Leaving was my “ready or not” moment. Choosing to be ready, choosing to leave. I had every opportunity to stay, to choose familiar and safety, to sub in local schools every day and fall asleep beneath the glow in the dark stars I’ve had since I was six. I chose ready, I chose now, I chose leaving. You either choose ready or you choose to stay. You get out there and experience new things or you don’t. You say yes to being brave or you stick in your comfort zone. You’re ready or you’re not. I needed to be ready, I needed to say yes.
I wish I could say I’m still as brave as the moment I said yes. I wish I could say I’m adjusting to adulthood with ease. I wish I could say this wasn’t the most terrifying series of moments in my life. I wish I could say I was 100% ready when I chose ready. But I’d be lying–and I believe anyone who says otherwise is lying. None of this is easy. Adjusting is hard, adulting is hard, being brave is hard. But I’m here, we’re here, and we all do it.

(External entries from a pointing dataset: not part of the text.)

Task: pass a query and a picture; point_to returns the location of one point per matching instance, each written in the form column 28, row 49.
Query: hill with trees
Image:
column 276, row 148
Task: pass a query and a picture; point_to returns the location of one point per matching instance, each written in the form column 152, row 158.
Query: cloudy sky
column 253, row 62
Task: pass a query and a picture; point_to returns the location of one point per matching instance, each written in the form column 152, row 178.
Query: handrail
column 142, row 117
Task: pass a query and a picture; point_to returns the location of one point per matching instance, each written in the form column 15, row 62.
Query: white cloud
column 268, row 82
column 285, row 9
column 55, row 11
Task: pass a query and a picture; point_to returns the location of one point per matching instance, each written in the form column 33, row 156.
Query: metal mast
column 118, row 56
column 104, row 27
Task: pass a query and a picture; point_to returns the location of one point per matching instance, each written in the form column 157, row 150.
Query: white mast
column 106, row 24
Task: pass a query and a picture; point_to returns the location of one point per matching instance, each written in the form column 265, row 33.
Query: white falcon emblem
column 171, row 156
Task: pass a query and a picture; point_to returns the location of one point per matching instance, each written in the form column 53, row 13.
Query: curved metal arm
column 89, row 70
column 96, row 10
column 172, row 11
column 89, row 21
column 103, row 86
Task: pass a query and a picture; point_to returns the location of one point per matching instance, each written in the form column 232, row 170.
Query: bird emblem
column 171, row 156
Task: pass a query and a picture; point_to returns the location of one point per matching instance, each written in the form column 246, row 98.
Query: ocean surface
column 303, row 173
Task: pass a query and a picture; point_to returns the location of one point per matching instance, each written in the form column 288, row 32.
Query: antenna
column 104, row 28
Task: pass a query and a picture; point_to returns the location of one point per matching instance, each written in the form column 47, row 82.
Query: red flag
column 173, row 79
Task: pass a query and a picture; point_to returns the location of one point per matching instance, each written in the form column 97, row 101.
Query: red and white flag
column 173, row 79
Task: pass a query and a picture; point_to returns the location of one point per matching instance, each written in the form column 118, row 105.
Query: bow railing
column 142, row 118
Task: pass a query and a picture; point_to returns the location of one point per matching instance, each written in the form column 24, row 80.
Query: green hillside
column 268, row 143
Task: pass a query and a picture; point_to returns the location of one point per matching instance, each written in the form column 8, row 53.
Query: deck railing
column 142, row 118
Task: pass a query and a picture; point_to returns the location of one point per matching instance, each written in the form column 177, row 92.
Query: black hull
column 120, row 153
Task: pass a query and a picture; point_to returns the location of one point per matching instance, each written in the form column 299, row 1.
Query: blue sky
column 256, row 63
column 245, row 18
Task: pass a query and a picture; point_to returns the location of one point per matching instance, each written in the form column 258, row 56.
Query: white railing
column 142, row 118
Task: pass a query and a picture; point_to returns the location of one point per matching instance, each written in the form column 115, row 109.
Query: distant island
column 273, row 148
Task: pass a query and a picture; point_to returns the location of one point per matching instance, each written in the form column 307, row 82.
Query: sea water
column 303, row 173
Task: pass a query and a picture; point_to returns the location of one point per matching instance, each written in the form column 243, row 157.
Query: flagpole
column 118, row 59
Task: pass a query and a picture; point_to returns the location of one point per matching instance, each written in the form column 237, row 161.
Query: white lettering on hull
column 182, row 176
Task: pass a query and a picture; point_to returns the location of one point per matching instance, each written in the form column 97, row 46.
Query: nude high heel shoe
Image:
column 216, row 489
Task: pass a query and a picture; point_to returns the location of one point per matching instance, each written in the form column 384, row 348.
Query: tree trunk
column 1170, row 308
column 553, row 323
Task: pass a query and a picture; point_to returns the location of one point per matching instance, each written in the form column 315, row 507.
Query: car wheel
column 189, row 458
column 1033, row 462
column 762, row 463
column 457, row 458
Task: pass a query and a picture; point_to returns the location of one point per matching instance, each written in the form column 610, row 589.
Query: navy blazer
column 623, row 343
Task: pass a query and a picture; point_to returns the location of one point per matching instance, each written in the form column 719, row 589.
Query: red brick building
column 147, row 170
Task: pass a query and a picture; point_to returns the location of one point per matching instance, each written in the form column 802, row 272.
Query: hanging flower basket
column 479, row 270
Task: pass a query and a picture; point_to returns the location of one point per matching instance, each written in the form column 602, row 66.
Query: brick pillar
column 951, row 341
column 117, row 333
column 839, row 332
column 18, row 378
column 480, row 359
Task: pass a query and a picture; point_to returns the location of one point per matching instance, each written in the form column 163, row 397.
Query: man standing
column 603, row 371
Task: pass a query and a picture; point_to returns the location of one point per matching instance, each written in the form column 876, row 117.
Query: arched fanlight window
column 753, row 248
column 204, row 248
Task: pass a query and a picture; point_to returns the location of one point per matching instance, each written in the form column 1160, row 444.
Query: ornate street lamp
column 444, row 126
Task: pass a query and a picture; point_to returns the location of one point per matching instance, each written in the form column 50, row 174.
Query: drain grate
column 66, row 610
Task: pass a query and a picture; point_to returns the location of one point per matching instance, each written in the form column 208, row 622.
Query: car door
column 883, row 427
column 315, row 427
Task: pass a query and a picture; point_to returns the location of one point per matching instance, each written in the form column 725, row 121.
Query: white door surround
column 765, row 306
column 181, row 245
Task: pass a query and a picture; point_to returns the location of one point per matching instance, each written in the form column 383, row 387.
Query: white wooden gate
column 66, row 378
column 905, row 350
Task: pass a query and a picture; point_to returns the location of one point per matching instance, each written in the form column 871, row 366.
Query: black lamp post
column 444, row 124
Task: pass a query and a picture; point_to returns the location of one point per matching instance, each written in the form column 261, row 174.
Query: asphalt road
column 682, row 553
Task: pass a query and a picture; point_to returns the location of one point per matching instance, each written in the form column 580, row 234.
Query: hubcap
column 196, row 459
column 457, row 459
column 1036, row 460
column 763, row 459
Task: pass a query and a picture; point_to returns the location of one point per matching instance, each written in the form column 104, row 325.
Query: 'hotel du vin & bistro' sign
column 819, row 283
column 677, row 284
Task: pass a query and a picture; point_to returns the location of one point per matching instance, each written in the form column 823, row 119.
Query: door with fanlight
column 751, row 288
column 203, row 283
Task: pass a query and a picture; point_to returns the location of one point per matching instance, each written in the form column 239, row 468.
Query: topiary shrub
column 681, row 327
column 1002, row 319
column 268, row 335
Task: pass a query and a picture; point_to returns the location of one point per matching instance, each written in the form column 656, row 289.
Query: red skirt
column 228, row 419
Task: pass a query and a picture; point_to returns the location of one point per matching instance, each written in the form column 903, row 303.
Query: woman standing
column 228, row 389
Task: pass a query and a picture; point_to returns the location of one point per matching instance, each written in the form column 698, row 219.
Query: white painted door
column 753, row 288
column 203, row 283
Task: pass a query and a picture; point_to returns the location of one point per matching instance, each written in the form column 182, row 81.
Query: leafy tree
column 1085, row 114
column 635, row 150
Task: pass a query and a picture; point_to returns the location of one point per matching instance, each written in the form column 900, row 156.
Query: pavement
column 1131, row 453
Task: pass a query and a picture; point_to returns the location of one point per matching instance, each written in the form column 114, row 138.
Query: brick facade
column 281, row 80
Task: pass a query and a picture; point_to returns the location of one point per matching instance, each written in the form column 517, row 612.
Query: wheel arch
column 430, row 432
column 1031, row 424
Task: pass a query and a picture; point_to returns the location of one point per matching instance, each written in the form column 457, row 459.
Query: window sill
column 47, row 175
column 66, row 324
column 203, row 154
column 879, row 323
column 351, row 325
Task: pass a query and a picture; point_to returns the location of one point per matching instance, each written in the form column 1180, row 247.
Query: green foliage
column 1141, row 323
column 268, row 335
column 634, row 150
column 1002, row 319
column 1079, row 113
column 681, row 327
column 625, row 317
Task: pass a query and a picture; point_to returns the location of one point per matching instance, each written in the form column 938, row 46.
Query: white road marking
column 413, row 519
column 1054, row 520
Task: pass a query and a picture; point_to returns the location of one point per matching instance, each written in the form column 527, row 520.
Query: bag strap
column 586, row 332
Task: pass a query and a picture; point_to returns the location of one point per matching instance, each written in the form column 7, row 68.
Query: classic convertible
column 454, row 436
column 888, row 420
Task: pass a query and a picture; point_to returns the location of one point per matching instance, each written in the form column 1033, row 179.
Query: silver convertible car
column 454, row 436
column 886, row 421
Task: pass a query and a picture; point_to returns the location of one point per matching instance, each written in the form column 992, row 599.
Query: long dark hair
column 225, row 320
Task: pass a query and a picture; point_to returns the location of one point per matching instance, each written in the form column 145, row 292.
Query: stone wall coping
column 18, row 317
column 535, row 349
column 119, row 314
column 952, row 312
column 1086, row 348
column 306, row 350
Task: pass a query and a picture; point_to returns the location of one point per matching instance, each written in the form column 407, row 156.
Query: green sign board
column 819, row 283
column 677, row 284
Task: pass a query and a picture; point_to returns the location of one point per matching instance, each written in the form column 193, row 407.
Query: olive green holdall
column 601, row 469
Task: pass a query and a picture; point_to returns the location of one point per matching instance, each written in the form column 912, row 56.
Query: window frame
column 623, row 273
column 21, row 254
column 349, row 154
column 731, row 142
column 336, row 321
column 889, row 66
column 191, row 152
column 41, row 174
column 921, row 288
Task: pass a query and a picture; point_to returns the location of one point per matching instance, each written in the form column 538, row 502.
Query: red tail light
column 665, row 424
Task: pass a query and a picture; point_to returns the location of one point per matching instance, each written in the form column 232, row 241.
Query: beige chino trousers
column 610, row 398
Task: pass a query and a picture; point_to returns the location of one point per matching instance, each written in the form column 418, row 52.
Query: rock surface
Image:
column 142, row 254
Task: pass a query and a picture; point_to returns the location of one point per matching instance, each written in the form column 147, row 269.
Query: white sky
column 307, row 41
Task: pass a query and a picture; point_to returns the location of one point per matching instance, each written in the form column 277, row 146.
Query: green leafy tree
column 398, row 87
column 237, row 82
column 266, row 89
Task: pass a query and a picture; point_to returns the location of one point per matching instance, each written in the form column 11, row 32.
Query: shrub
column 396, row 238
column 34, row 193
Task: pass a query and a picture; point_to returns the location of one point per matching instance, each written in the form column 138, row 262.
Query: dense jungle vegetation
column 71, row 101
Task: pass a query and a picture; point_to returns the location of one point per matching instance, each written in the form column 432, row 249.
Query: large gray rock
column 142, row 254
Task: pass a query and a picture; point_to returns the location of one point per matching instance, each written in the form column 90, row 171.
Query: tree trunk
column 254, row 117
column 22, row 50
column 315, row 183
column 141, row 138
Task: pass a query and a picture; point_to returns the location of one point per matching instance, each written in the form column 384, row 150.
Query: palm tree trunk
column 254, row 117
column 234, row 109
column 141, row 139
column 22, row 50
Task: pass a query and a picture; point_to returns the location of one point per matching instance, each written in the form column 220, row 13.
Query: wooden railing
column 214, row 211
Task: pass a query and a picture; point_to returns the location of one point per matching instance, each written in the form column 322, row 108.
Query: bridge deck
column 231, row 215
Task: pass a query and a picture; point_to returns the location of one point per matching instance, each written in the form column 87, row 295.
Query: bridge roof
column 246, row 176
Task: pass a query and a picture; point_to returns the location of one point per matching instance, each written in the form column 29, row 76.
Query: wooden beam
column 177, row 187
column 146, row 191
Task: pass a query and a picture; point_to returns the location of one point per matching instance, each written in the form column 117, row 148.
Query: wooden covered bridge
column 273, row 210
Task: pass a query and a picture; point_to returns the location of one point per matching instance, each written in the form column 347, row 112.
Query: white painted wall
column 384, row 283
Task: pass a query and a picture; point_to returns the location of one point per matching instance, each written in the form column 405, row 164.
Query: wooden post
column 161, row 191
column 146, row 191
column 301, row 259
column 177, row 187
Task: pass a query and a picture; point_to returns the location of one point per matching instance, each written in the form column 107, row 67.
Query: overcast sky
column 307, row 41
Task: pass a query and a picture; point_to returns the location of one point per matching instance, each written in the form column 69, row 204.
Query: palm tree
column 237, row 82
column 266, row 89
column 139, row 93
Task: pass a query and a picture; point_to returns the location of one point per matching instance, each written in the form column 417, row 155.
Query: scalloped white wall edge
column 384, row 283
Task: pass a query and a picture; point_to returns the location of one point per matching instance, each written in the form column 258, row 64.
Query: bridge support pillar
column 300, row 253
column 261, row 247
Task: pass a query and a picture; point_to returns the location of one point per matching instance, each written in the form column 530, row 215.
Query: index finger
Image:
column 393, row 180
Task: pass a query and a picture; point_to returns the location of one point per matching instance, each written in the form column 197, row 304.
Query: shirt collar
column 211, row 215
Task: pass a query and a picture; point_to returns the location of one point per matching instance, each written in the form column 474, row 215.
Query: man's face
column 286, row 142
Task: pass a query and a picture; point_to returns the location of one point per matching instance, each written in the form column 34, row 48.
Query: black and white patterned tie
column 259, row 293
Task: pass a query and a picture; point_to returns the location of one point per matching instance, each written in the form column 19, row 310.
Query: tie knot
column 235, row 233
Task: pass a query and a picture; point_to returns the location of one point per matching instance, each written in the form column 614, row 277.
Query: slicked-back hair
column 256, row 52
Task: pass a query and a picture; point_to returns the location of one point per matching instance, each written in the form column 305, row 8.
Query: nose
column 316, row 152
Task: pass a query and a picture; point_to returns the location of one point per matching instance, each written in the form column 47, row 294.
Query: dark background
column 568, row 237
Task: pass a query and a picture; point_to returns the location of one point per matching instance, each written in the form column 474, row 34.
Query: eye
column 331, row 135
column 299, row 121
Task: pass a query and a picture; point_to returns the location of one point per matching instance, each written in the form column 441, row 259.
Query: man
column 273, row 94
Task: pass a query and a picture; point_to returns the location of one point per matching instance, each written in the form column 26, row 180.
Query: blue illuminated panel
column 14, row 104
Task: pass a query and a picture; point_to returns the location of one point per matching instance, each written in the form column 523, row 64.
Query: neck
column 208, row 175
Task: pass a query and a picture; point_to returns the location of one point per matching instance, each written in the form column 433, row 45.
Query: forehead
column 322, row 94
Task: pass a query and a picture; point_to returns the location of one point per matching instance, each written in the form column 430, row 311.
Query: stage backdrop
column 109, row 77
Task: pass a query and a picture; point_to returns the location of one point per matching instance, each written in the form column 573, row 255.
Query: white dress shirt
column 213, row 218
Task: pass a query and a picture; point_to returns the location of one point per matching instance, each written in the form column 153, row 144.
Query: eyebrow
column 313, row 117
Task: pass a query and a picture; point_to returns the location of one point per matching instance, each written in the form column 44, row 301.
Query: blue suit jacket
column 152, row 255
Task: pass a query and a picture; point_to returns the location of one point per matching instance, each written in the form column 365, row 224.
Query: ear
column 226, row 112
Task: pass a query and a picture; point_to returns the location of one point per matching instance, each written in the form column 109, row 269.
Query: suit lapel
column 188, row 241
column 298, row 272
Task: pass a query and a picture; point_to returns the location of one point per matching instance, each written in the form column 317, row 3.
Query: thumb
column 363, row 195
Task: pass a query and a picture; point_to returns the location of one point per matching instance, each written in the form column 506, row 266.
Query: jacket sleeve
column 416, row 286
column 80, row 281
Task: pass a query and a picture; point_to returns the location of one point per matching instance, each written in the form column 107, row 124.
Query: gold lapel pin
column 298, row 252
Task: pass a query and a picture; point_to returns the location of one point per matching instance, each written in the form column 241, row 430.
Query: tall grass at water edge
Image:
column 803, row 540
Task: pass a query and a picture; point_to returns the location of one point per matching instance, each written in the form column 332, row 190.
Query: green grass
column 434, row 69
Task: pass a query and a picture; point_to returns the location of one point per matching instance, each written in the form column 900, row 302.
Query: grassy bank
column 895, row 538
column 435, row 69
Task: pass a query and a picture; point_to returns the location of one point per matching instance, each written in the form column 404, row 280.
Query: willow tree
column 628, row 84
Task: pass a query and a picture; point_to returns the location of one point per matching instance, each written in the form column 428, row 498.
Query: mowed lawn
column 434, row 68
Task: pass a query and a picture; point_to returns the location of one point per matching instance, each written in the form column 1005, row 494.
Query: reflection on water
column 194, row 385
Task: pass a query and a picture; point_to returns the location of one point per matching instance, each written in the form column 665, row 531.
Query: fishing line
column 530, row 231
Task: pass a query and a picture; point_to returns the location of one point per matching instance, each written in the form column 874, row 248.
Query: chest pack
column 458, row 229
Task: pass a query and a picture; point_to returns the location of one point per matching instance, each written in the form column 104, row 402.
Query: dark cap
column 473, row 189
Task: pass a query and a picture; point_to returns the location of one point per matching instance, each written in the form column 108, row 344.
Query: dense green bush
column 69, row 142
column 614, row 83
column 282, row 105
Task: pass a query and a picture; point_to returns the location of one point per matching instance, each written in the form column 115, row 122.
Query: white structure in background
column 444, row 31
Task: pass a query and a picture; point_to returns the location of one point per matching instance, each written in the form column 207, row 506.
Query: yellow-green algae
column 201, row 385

At some point, you need to let go of the hands holding you up. You need to face this world on your own, and when it knocks you down, you need to pick yourself back up onto your own two feet. The people you love and who love you are always going to be there for you, but now they’re a phone call away rather than the room next door. It’s time you find new space–a space that’s all yours for the taking, for the changing, for the growing. So, cry your tears and accept the awkwardness, the scariness, the emptiness of leaving and starting new. And when those tears are done, get ready to start the next page of your story.
Leaving is terrifying and lonely, but it doesn’t have to be forever. I’m ready for new adventures, for new people, for new experiences, for new stories. But the best part about leaving that no one told me? You get all of these new things–but eventually, you get to find your way back to home with all the stories, experiences, and adventures to share.